Menno Smid: Es geht um räumliche Distanz, emotionale Nähe soll ja gerade erhalten bleiben oder sich sogar aufbauen. In einigen Bereichen wird die räumliche Distanz auch nach der Krise bleiben. Wir haben in diesen Wochen gelernt, mit digitalen Techniken umzugehen, wissen, dass wir nicht gleich in den Flieger zum nächsten Termin steigen müssen. Auch Homeoffice wird zunehmen. In anderen Bereichen wird sich emotionale Nähe wieder in körperlicher Nähe zeigen. Wir werden Hände schütteln, uns umarmen, in Restaurants sitzen und auf Veranstaltungen gehen. Das alles dauert noch, aber es wird kommen.

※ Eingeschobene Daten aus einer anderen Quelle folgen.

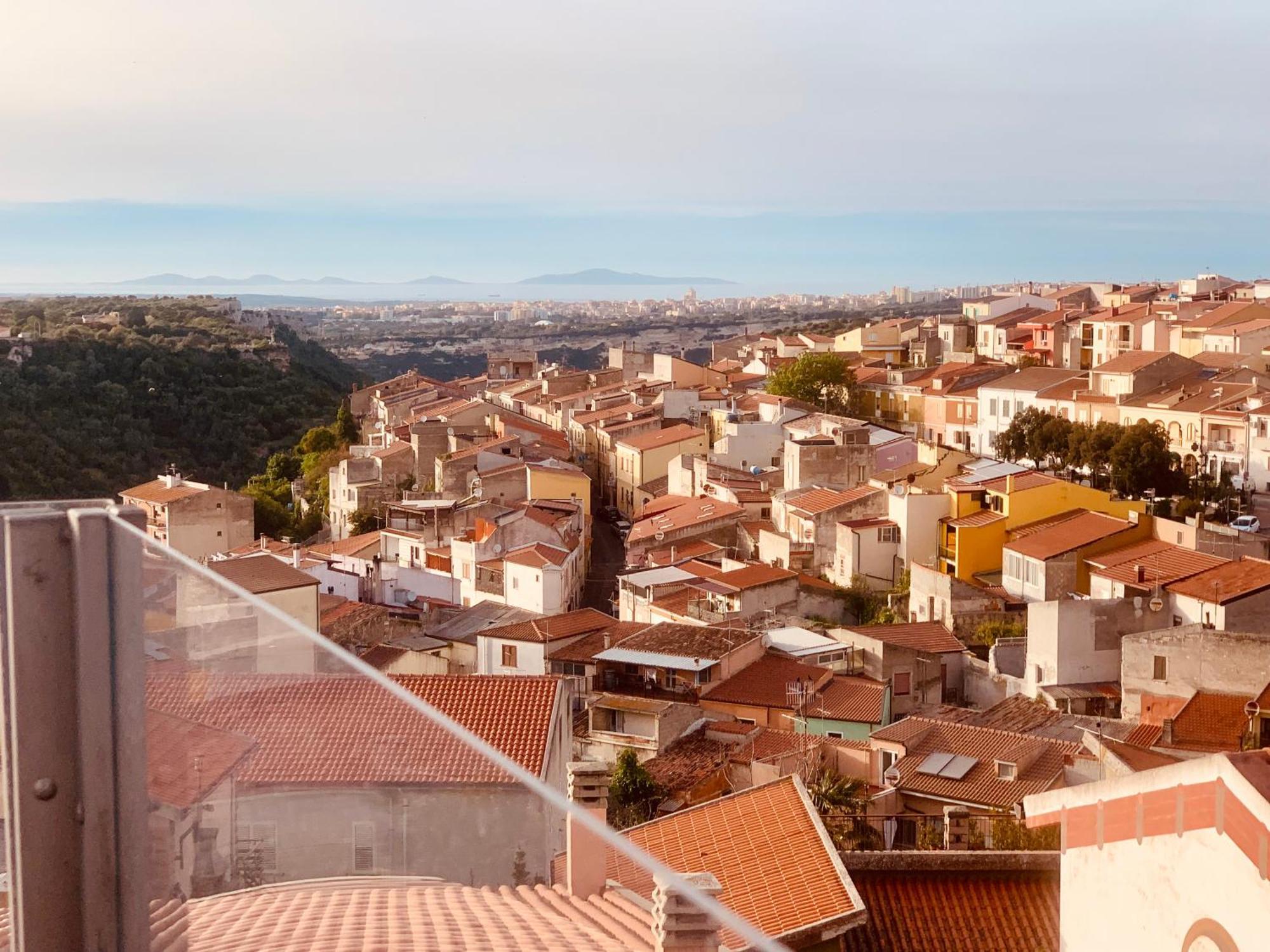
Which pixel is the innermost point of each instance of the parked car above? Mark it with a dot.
(1248, 524)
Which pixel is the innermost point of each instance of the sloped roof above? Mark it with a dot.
(261, 574)
(342, 729)
(747, 841)
(1083, 529)
(554, 626)
(420, 915)
(921, 637)
(1226, 582)
(942, 911)
(764, 684)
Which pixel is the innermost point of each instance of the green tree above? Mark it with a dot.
(633, 794)
(1141, 460)
(345, 426)
(824, 380)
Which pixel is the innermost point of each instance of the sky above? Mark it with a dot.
(843, 142)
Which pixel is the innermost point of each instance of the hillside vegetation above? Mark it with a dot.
(95, 409)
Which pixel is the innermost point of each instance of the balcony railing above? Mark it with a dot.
(176, 750)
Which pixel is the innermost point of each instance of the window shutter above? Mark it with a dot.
(364, 846)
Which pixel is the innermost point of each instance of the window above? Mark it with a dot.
(364, 846)
(260, 841)
(887, 761)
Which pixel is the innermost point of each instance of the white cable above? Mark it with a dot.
(708, 904)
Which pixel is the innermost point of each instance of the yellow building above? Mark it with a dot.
(547, 482)
(982, 515)
(646, 458)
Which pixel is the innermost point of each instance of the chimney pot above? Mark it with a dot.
(679, 925)
(587, 854)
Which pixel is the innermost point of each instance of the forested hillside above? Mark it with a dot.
(95, 409)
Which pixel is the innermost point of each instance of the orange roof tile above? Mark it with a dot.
(981, 785)
(1226, 582)
(261, 574)
(920, 637)
(746, 841)
(159, 492)
(417, 915)
(1081, 529)
(341, 731)
(822, 501)
(655, 440)
(925, 911)
(765, 684)
(556, 626)
(186, 761)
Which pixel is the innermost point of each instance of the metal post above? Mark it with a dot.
(74, 733)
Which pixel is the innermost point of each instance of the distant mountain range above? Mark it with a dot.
(592, 276)
(606, 276)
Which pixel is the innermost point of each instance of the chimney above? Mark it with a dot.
(679, 925)
(587, 854)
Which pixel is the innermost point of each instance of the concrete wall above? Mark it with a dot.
(1196, 658)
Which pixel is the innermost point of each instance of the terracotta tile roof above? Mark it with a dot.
(850, 699)
(1226, 582)
(822, 501)
(746, 841)
(765, 684)
(752, 577)
(1081, 529)
(705, 643)
(923, 737)
(692, 513)
(159, 492)
(187, 761)
(920, 637)
(924, 911)
(591, 644)
(408, 915)
(1145, 736)
(1131, 361)
(556, 626)
(1137, 758)
(538, 557)
(342, 731)
(351, 546)
(261, 574)
(1163, 563)
(1211, 722)
(664, 439)
(985, 517)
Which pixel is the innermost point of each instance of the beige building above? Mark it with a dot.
(648, 456)
(194, 519)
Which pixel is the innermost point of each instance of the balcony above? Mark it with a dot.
(185, 760)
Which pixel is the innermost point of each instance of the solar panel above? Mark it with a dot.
(934, 764)
(958, 767)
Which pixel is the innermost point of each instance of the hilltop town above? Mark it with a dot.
(986, 574)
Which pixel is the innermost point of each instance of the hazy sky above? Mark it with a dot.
(506, 109)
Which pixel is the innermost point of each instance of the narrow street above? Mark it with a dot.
(608, 557)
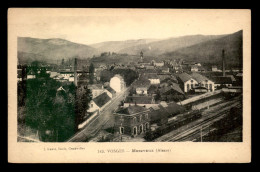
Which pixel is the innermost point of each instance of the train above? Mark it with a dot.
(173, 123)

Viele reden sich die staatlich verordnete Isolation schön – weniger Hetze, mehr Zeit für die Familie etc. Wird damit die Angst betäubt oder sind diese Gefühle echt?

Jutta Allmendinger: Na ja, was heißt schon viele. Die Unterschiede zwischen den Menschen sind gravierend. Menschen mit festen Jobs können die neue Zeit sicherlich auch genießen. Was aber ist mit jenen, die in Kurzarbeit sind und um den Verlust ihres Arbeitsplatzes bangen? Was mit den Selbständigen, die nicht wissen, ob sie je wieder auf die Beine kommen? Natürlich versuchen sich diese Menschen zusammenzureißen – wer will schon vor den Kindern jammern? Aber ein dumpfes Gefühl ist da, natürlich.

Entstehen durch diese Krise und die daraus resultierenden Unsicherheiten Zukunftsängste?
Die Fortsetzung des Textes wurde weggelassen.